Python Developer Manual¶

The following guide provides step by step instructions in Python to get started writing applications using GPUdb. This guide demonstrates only a small set of the available API. A detailed description of the complete interface is available under Python API Reference.

Downloading GPUdb API¶

The source code for the Python API is available for download from GitHub at GPUdb/gpudb-api-python. Follow the instructions in the included README file to install the API package.

Connecting to GPUdb¶

To connect to the GPUdb server, create an object of the GPUdb class providing the ipaddress and port number of the server.

import gpudb

gpudb_handle = gpudb.GPUdb(encoding = 'BINARY', host = '127.0.0.1', port = '9191')

If the server is configured to authenticate users, then the username and password will also need to be provided at the time of creating the object as follows

gpudb_handle = gpudb.GPUdb(encoding='BINARY', host='172.22.33.44', port='9191', username='user1', password='mysecret')

Loading Data¶

Before any data can be loaded into the system, a Type needs to be defined in the system. The type definition is a JSON string describing the fields (i.e. columns) of the type along with a name for the type. Each field consists of a name and a data type.

my_type='''{
            "type":"record",
            "name":"polygon_point",
            "fields":[
                {"name":"col1","type":"double"},
                {"name":"col2","type":"string"}
            ]
            }'''
response = gpudb_handle.create_type(type_definition = my_type, label = 'type_id_1')

The returned object from the create_type call contains a unique type identifier allocated by the system.

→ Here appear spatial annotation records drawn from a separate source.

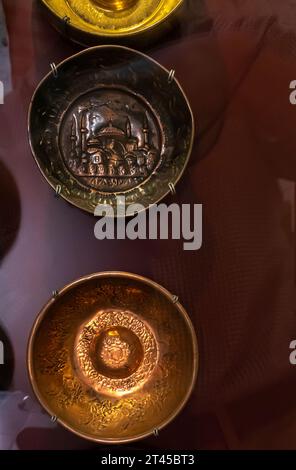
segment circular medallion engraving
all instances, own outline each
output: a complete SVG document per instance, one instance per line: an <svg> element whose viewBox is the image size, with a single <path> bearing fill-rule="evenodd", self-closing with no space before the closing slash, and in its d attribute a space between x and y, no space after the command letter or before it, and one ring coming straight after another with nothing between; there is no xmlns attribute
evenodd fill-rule
<svg viewBox="0 0 296 470"><path fill-rule="evenodd" d="M143 183L160 164L161 131L151 108L125 90L101 88L66 112L60 147L71 174L102 192Z"/></svg>
<svg viewBox="0 0 296 470"><path fill-rule="evenodd" d="M104 310L82 326L74 358L90 388L123 396L141 389L150 379L158 350L152 330L137 315Z"/></svg>

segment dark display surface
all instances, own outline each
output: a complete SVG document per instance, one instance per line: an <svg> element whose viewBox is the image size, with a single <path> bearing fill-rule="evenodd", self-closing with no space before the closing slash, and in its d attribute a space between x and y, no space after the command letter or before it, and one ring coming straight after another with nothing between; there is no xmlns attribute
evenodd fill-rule
<svg viewBox="0 0 296 470"><path fill-rule="evenodd" d="M179 26L145 48L175 69L196 120L188 168L177 194L166 198L204 204L203 247L186 252L182 241L98 241L96 218L47 185L29 148L28 107L50 63L81 48L53 30L35 2L3 1L12 90L0 106L0 435L7 434L0 448L11 448L11 436L21 449L93 447L41 412L26 348L54 290L89 273L122 270L178 295L200 351L197 386L182 414L135 447L295 449L296 112L289 84L296 15L276 1L241 3L189 1Z"/></svg>

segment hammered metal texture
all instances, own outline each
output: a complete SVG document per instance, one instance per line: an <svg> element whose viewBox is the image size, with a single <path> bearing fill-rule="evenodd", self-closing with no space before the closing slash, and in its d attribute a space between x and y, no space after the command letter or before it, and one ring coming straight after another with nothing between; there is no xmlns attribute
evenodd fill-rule
<svg viewBox="0 0 296 470"><path fill-rule="evenodd" d="M94 37L136 35L167 20L183 0L40 0L60 21Z"/></svg>
<svg viewBox="0 0 296 470"><path fill-rule="evenodd" d="M47 411L99 442L142 438L187 401L197 346L186 312L136 275L101 273L63 289L39 315L29 372Z"/></svg>
<svg viewBox="0 0 296 470"><path fill-rule="evenodd" d="M194 124L172 73L131 49L102 46L41 82L29 135L47 181L94 213L98 204L116 210L116 195L147 208L168 194L188 161Z"/></svg>

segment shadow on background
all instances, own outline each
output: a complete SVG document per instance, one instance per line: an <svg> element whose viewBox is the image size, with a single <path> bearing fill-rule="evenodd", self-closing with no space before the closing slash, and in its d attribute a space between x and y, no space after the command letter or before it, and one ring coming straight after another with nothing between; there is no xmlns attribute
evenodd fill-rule
<svg viewBox="0 0 296 470"><path fill-rule="evenodd" d="M17 185L9 170L0 161L0 263L15 242L20 219L21 203ZM3 391L8 390L12 382L14 354L11 341L1 326L0 341L4 350L4 357L0 358L0 390Z"/></svg>

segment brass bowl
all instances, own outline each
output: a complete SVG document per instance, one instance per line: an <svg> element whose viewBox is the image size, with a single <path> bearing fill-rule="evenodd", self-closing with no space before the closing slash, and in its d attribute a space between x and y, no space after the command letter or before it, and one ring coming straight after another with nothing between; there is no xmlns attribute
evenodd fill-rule
<svg viewBox="0 0 296 470"><path fill-rule="evenodd" d="M80 44L129 42L159 29L184 0L40 0L50 22Z"/></svg>
<svg viewBox="0 0 296 470"><path fill-rule="evenodd" d="M64 287L28 346L34 392L81 437L123 443L166 426L195 384L197 341L184 308L138 275L107 272Z"/></svg>
<svg viewBox="0 0 296 470"><path fill-rule="evenodd" d="M166 196L188 162L194 122L179 83L148 56L97 46L54 67L37 87L29 138L48 183L75 206L144 208Z"/></svg>

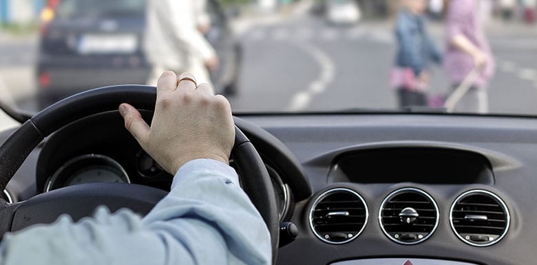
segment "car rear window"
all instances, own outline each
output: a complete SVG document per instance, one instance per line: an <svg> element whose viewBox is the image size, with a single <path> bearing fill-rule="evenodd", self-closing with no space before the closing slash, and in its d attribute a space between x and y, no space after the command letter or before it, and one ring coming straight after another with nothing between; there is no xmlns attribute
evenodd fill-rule
<svg viewBox="0 0 537 265"><path fill-rule="evenodd" d="M146 0L61 0L56 15L60 19L138 15L145 12Z"/></svg>

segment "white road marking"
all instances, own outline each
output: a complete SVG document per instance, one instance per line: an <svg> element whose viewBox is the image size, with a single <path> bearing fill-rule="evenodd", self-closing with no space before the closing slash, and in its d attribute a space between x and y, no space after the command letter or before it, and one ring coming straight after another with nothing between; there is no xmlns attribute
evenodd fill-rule
<svg viewBox="0 0 537 265"><path fill-rule="evenodd" d="M534 69L521 69L518 72L518 77L520 78L520 79L537 81L537 71Z"/></svg>
<svg viewBox="0 0 537 265"><path fill-rule="evenodd" d="M531 81L537 88L537 70L532 68L524 68L510 61L500 61L500 69L509 74L516 74L522 80Z"/></svg>
<svg viewBox="0 0 537 265"><path fill-rule="evenodd" d="M312 82L308 89L299 92L291 99L288 107L289 112L299 112L304 110L309 105L313 96L324 92L328 85L332 83L335 76L335 66L332 59L321 49L308 43L295 43L309 54L321 67L321 74L317 80Z"/></svg>

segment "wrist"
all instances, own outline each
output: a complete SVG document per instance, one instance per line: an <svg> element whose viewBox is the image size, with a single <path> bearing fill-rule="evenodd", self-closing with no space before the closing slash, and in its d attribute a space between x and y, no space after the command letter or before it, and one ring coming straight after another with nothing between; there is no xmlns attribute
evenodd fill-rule
<svg viewBox="0 0 537 265"><path fill-rule="evenodd" d="M199 155L191 154L188 156L178 158L173 163L174 165L173 167L172 172L170 173L174 174L178 171L179 169L182 167L182 166L184 166L185 164L190 161L198 159L209 159L220 162L225 165L229 165L229 158L228 156L226 156L224 153L207 153Z"/></svg>

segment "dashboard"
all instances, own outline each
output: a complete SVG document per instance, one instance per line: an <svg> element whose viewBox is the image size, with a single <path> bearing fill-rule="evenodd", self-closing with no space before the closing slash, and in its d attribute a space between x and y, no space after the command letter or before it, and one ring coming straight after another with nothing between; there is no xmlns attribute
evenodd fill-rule
<svg viewBox="0 0 537 265"><path fill-rule="evenodd" d="M535 118L250 115L235 123L269 171L280 220L299 231L280 248L279 264L535 264ZM171 180L111 112L46 139L8 192L17 201L87 182L167 190Z"/></svg>

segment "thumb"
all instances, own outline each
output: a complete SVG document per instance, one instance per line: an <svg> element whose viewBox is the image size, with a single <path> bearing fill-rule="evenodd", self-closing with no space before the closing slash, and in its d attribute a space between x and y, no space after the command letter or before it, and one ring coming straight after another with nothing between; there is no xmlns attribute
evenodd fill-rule
<svg viewBox="0 0 537 265"><path fill-rule="evenodd" d="M142 118L142 115L134 107L123 103L119 106L119 113L125 120L125 127L145 149L149 136L149 125Z"/></svg>

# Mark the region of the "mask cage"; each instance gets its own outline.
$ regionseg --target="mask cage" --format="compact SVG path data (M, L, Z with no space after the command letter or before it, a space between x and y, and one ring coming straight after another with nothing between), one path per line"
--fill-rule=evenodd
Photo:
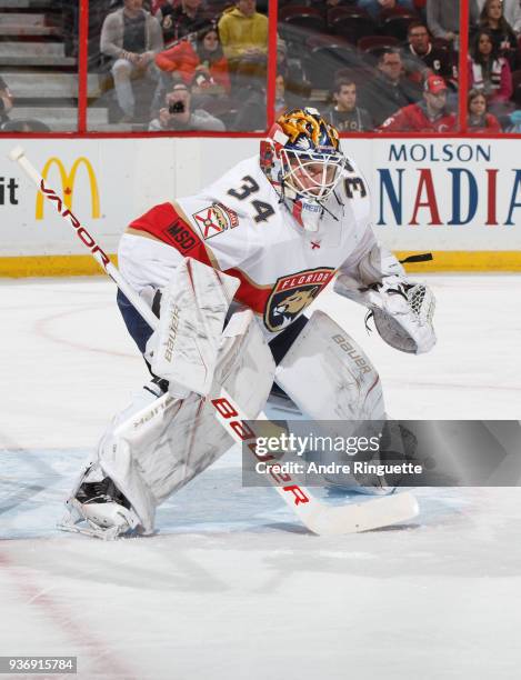
M299 196L322 201L334 190L342 176L342 153L312 153L281 149L282 181Z

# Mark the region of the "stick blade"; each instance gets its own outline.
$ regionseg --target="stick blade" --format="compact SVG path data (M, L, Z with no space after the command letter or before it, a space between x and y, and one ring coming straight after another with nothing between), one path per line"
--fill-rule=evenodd
M420 509L412 493L393 493L363 503L325 506L312 516L301 518L318 536L342 536L381 529L417 517Z

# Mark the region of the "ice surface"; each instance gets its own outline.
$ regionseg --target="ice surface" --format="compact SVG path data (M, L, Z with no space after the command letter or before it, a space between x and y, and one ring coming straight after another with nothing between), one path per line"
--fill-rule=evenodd
M519 419L520 278L429 283L439 344L423 357L368 337L354 304L320 307L379 368L392 417ZM159 510L154 537L57 531L146 379L113 298L101 278L0 283L0 656L74 654L86 679L520 677L518 489L422 489L409 526L324 539L243 489L231 450Z

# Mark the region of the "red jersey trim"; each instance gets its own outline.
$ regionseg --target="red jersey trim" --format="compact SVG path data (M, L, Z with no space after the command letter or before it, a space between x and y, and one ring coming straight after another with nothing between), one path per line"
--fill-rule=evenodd
M219 269L211 250L193 231L182 211L172 203L159 203L129 224L176 248L186 258Z
M226 273L230 274L230 277L237 277L241 282L234 299L241 304L249 307L257 314L263 314L274 283L260 286L240 269L227 269Z

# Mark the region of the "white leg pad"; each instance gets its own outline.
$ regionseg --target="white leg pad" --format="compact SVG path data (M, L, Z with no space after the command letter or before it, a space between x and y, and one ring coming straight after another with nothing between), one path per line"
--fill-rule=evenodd
M277 368L277 382L314 420L382 420L382 387L360 347L314 311Z
M329 436L361 434L358 421L375 421L363 428L363 436L375 436L385 419L379 374L368 356L349 334L323 311L314 311L291 349L277 368L277 382L294 403L315 421L341 420ZM353 422L352 431L349 422ZM307 434L308 432L303 432ZM313 454L314 457L317 453ZM320 462L341 462L334 451L321 451ZM347 461L344 461L347 462ZM369 481L352 474L324 476L329 486L362 493L387 493L381 479Z
M234 314L223 331L210 397L224 388L251 419L262 410L274 362L251 311ZM136 408L139 406L141 408ZM222 456L233 441L214 408L199 394L167 393L134 402L100 442L97 466L124 494L139 530L151 533L156 508ZM130 417L129 417L130 416ZM81 482L80 482L81 483Z

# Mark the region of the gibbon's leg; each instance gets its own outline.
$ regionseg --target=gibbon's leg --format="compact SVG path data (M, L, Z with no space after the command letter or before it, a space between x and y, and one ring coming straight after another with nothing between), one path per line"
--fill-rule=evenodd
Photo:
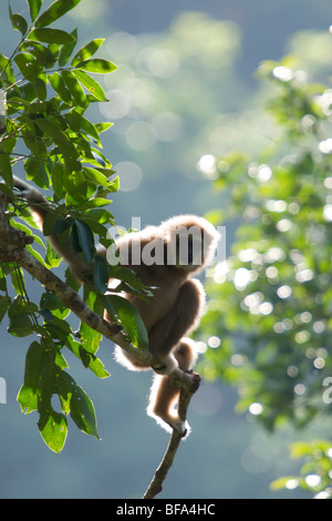
M195 343L189 338L184 338L175 348L174 356L178 367L183 371L188 371L194 366L197 353ZM167 431L177 430L183 437L187 436L190 428L186 421L183 421L176 410L180 390L173 387L168 376L156 375L151 389L149 405L147 413L155 418Z
M178 365L172 350L197 327L204 302L205 294L199 280L187 280L180 287L175 305L151 329L148 348L153 355L152 367L159 375L168 375Z

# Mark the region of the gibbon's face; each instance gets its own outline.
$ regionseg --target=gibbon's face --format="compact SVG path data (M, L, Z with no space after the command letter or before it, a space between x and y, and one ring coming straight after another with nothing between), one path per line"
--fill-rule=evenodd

This identifier can then be used in the request to create a new table as follows

response = gpudb_handle.create_table(table_name = 'my_table_1', type_id = type_id_1)

Once the table is created, data can be inserted as follows

gpudb_handle.insert_records(table_name='my_table_1',data=encoded_obj_list,list_encoding='json',options={})

Retrieving Data¶

Once the table is populated with data, the data can be retrieved from the system by a call to get_records as shown below

response = gpudb_handle.get_records(table_name='my_table_1', offset=0, limit=100, encoding='json', options={})

The results are returned in the response along with the schema of the results. For large tables, the data can be easily be retrieved in smaller blocks by using the offset and limit parameters.

Running Queries¶

To filter and retrieve only a subset of the records, use the filter function with an expression as follows

gpudb_handle.filter(table_name='my_table_1', view_name='my_resultset', expression='col1 = 1.1')

To retrieve all the records matching a known list of values

gpudb_handle.filter_by_list(table_name='my_table_1', view_name='my_second_resultset', column_values_map={'col_1':['1.1','2.1','5.1']})

To retrieve a list of all the unique values for a column or a set of columns or expression

response = h_db.aggregate_unique(table_name=my_table, column_name='group_id', offset=0, limit=20, encoding='json')

GPUdb supports various group by queries. To group by one or more columns and return the count of the unique values, use the aggregate_group_by function as shown below. The next query shows how to get the count, sum and mean of the values

print gpudb_handle.aggregate_group_by(table_name='my_table_1', column_names=['group_id'], offset=0, limit=1000,encoding='json')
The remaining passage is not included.